Interpretation: +++++
Klang: +++++
Edition: +++++ (französisch-englisches Booklet mit vorzüglichen Essays und gut lesbaren Einführungen)
Die Klaviermusik von Fréderic Chopin, was hat sie unter den Händen diverser Interpreten nicht schon alles für Metamorphosen durchlaufen: die Hörerbedürfnisse nach watte-weicher Romantik hat sie ebenso befriedigen müssen wie den Wunsch diverser Pianisten nach virtuoser Selbstdarstellung. Tastendonnerer, Egozentriker und Barpianisten haben sie für sich in Anspruch genommen. Manches festliche Dinner veredelte ein Nocturne zum Absacker. 'Klassik zum Träumen', auch das.
Wie die vorliegende Einspielung beweist, geht es aber auch ganz anders. Auf dem Programm stehen Tänze, die Chopin ab 1830, zur Zeit seines Parisaufenthaltes, komponiert hat. Seine Polonaisen, Walzer, Mazurken, Kontratänze, Boleros und Tarantellen erklangen seinerzeit bei Bällen oder auch im Konzert. Originell, musikalisch dicht und stimmungsvoll, taugten (und taugen!) sie ebenso als Begleit- wie als Hör-Musik.
Ein besonderer Clou ist in diesem Fall das verwendete Instrument. Der Pianist Arthus Schoonderwoerd spielt auf einem vollständig erhaltenen Konzertflügel des Chopin-Zeitgenossen Ignace Pleyel von 1836. Pleyel war mit Chopin gut bekannt, der Komponist schätzte dessen vorzügliche Instrumente wegen ihres durchsichtigen, schön timbrierten Klangs, und es ist nicht einmal ausgeschlossen, dass er auch auf dem hier verwendeten Flügel gespielt hat.

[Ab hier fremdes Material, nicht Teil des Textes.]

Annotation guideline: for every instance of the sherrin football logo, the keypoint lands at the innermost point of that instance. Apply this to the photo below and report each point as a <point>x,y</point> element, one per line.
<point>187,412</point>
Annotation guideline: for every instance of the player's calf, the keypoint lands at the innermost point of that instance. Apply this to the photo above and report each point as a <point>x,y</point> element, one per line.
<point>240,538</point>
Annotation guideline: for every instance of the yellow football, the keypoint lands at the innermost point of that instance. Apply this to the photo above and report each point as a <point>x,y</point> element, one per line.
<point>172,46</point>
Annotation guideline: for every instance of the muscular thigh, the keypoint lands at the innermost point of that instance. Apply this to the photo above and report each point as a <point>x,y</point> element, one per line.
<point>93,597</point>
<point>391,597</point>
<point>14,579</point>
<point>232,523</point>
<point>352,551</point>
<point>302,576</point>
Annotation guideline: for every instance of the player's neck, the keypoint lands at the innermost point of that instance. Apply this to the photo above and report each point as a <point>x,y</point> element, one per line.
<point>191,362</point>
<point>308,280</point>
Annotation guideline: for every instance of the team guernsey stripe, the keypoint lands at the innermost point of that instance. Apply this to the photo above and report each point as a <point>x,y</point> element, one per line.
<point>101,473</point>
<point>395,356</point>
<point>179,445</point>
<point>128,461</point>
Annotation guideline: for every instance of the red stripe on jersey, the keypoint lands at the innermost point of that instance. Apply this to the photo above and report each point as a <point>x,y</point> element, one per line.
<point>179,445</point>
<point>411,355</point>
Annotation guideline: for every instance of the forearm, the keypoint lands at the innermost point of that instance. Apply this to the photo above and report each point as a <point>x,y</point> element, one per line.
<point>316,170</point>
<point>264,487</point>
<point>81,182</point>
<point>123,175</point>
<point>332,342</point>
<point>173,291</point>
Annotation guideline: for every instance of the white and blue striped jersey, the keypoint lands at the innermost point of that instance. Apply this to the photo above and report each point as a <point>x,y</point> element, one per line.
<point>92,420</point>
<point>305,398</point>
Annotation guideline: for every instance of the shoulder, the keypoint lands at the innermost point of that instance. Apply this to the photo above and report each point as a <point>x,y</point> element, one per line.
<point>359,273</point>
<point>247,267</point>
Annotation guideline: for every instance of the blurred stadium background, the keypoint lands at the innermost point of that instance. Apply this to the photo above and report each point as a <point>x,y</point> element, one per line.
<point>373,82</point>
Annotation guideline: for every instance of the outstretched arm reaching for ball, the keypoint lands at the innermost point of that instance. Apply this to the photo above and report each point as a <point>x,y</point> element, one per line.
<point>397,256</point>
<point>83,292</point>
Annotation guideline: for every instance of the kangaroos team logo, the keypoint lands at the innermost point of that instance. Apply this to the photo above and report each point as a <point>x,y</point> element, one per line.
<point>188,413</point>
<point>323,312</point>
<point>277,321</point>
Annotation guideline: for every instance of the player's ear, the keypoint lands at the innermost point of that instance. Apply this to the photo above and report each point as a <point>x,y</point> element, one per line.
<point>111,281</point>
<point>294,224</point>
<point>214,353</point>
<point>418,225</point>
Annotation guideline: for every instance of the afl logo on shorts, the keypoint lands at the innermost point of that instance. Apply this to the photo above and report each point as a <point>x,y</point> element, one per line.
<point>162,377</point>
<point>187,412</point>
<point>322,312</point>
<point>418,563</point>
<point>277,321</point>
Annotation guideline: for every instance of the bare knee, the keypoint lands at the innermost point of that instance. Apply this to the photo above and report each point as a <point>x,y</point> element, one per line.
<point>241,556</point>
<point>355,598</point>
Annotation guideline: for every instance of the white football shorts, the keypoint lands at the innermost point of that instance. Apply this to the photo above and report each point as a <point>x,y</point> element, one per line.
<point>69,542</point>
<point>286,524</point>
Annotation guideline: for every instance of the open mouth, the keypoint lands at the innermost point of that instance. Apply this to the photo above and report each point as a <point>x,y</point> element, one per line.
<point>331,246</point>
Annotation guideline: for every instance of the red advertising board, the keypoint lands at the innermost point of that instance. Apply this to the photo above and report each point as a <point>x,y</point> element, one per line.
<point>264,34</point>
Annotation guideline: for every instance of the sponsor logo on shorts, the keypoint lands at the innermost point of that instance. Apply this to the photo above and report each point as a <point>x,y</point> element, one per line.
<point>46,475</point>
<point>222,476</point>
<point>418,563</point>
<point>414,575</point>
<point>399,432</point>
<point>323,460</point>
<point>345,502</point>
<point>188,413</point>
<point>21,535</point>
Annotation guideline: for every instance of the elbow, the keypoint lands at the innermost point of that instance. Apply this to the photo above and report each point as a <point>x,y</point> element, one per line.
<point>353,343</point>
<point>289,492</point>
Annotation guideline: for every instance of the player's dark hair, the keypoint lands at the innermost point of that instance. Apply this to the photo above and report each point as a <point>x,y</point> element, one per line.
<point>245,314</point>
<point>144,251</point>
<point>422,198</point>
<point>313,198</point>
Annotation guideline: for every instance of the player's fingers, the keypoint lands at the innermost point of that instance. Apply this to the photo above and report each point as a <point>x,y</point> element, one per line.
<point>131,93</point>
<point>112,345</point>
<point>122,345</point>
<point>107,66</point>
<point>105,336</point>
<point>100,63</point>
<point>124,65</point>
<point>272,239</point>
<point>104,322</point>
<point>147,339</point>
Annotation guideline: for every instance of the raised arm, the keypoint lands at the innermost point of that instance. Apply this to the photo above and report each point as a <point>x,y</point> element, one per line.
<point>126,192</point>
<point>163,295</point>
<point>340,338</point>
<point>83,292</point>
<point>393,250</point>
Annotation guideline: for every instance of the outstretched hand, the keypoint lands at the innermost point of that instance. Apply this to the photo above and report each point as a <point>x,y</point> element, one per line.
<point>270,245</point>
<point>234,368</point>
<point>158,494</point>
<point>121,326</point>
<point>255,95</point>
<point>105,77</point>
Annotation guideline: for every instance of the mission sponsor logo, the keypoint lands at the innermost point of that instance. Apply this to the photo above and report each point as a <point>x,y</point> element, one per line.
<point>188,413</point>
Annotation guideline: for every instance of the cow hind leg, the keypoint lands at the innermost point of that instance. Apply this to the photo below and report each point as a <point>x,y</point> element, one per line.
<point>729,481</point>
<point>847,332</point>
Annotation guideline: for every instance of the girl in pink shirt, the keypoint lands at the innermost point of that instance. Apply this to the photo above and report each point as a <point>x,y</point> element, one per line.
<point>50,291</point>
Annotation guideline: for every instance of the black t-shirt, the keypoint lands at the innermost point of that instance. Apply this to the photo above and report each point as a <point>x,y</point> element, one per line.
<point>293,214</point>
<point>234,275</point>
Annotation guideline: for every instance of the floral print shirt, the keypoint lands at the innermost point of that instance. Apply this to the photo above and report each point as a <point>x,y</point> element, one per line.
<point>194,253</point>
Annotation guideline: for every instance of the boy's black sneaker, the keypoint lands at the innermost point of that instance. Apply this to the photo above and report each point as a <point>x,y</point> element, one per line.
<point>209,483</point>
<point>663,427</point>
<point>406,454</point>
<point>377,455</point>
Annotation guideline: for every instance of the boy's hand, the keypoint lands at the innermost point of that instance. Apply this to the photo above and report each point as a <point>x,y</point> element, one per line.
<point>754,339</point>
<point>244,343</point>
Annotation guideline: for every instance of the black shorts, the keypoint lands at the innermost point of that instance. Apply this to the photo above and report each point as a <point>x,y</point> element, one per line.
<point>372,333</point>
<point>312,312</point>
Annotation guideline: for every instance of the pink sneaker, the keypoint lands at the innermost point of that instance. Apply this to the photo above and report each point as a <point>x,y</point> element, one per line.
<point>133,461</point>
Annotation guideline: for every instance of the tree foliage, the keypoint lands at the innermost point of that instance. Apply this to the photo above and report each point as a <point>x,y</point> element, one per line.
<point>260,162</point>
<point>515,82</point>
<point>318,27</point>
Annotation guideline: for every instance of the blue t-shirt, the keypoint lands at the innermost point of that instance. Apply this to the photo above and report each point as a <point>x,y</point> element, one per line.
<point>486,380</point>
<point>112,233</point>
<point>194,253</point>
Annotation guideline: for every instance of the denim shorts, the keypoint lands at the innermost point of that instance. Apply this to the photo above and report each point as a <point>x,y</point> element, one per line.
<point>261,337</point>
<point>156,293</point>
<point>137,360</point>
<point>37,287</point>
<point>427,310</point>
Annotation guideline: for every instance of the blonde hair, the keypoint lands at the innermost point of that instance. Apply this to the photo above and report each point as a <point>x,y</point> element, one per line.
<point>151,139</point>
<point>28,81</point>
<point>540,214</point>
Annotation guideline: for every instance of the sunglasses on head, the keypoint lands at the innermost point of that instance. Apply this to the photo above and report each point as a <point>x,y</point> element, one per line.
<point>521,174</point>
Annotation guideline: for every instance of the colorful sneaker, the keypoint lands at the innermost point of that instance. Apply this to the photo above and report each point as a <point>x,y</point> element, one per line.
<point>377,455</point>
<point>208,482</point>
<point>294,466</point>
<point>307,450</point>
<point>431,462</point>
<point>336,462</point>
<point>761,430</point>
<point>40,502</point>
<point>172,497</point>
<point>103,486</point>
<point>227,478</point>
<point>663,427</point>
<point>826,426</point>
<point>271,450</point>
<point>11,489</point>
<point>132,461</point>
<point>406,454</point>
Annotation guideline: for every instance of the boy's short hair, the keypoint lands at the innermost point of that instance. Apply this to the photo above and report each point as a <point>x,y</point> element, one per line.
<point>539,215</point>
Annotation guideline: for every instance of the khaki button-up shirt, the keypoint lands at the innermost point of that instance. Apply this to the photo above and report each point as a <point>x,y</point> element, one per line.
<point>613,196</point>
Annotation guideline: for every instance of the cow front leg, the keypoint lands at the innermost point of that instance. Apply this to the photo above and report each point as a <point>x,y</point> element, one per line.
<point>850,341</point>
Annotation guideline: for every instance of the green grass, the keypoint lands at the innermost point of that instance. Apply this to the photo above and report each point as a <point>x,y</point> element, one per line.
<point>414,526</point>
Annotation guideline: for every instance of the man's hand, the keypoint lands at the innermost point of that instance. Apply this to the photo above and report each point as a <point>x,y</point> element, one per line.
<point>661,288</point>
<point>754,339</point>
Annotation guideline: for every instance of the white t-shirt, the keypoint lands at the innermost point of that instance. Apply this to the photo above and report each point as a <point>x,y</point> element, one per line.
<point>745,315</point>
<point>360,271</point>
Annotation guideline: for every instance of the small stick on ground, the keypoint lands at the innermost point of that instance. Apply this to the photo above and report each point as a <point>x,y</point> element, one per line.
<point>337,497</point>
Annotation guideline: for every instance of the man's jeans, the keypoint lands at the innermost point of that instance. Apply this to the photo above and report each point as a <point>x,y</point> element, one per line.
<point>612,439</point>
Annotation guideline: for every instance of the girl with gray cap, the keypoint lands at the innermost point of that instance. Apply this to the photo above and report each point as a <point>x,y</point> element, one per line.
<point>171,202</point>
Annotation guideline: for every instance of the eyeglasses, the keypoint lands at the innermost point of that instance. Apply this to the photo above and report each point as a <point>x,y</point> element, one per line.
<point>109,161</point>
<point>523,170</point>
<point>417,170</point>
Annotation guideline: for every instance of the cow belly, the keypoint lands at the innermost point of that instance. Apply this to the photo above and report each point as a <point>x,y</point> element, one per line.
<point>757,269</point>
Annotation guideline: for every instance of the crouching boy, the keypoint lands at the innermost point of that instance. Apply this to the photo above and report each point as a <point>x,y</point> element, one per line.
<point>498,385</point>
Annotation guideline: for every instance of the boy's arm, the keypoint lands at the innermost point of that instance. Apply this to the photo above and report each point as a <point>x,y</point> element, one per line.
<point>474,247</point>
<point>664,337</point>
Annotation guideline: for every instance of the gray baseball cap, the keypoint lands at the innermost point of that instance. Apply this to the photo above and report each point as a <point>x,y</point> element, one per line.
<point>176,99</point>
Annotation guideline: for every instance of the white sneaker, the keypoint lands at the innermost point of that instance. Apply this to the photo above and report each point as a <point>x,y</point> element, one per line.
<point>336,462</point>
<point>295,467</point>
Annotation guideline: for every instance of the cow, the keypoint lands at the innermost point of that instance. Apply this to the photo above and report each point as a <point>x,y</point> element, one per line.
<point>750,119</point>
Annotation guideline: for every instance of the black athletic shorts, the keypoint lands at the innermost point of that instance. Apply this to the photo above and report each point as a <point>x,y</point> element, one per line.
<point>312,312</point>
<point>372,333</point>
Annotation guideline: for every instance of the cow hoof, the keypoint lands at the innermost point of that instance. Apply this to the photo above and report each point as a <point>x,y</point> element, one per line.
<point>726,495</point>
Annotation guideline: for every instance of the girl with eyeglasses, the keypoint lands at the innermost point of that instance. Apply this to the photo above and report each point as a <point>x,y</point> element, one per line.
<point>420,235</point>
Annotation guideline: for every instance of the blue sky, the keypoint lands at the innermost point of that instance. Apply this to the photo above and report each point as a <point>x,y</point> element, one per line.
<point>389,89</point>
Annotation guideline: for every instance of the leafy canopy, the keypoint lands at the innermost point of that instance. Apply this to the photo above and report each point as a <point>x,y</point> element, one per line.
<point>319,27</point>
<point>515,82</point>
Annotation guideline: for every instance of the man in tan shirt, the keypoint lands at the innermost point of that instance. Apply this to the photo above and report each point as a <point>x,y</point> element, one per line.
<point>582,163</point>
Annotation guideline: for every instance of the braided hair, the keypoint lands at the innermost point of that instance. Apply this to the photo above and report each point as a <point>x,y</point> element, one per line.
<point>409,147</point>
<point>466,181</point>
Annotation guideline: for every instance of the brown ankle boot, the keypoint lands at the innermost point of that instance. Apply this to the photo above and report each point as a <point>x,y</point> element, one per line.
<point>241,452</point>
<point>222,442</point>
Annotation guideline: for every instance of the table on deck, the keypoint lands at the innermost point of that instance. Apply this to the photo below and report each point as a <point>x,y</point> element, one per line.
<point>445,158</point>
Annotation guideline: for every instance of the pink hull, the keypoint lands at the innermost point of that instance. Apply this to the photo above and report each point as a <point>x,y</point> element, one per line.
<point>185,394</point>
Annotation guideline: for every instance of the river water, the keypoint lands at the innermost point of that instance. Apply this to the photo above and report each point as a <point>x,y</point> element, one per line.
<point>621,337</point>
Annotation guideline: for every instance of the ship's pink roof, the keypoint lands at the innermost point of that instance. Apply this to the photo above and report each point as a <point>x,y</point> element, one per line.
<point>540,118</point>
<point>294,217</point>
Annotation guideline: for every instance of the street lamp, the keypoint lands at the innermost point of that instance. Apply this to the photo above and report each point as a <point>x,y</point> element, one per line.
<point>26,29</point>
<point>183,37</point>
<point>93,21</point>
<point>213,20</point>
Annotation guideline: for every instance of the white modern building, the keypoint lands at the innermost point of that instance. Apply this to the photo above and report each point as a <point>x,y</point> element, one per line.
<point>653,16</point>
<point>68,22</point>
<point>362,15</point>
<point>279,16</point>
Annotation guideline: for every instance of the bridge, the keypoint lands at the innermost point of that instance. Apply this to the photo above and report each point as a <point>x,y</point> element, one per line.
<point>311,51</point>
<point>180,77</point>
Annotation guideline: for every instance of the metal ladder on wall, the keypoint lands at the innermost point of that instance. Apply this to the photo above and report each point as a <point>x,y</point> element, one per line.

Die Holzbauweise, eine geringere Seitenspannung und leichgängige Mechanik sorgen für ein ungemein transparentes, klar konturiertes Klangbild. Zudem bewahren die Register des Instruments ihren individuelleren Charakter: glockenreine Höhen, samtige mittlere und volle, dabei diskrete tiefe Register - ein äußerst ausgewogener, um nicht zu sagen exiquisiter Klang. Vorbehalte, die man gegen solche vormodernen Flügel haben kann, bestätigen sich nicht: Weder gibt es Intonationstrübungen noch legt sich akustischer Mehltau über den Klang, wie es schon mal bei älteren Hammerklavieren zu hören ist. Für Chopins Musik, die neben einem leichten, perlenden Anschlag auch eine reiche Palette von Klangfarben benötigt, eignet sich Pleyels Instrument daher besser als der moderne, 'stahlgepanzerte' Konzertflügel mit seinem rauschenden Klang.
Schoonderwoerd präsentiert Chopins Klavierwerke im besten Licht. Die Musik kommt bei ihm so frisch und natürlich daher, als sei sie eben erst komponiert worden. Und jedes Detail klingt stimmig, so, als könne es nur so und nicht anders sein. Statt sich nur auf seine pianistischen Instinkte zu verlassen, hat sich der Pianist mit der Aufführungspraxis des frühen 19. Jahrhundert beschäftigt, um für jeden Tanz das richtige Tempo zu finden. Und statt die Musik mit übertriebenen, pathetischen Rubati "interessanter" zu machen, läßt Schoonderwoerd die Musik lieber spannungsvoll fließen und elegant perlen. So liegen Übermut und Melancholie nahe beieinander und verleihen dieser feinsinnigen Gesellschaftskunst einen besonderen Reiz. Eine unwiderstehliche Aufforderung zum Tanz. Vorzüglich. Bitte mehr davon!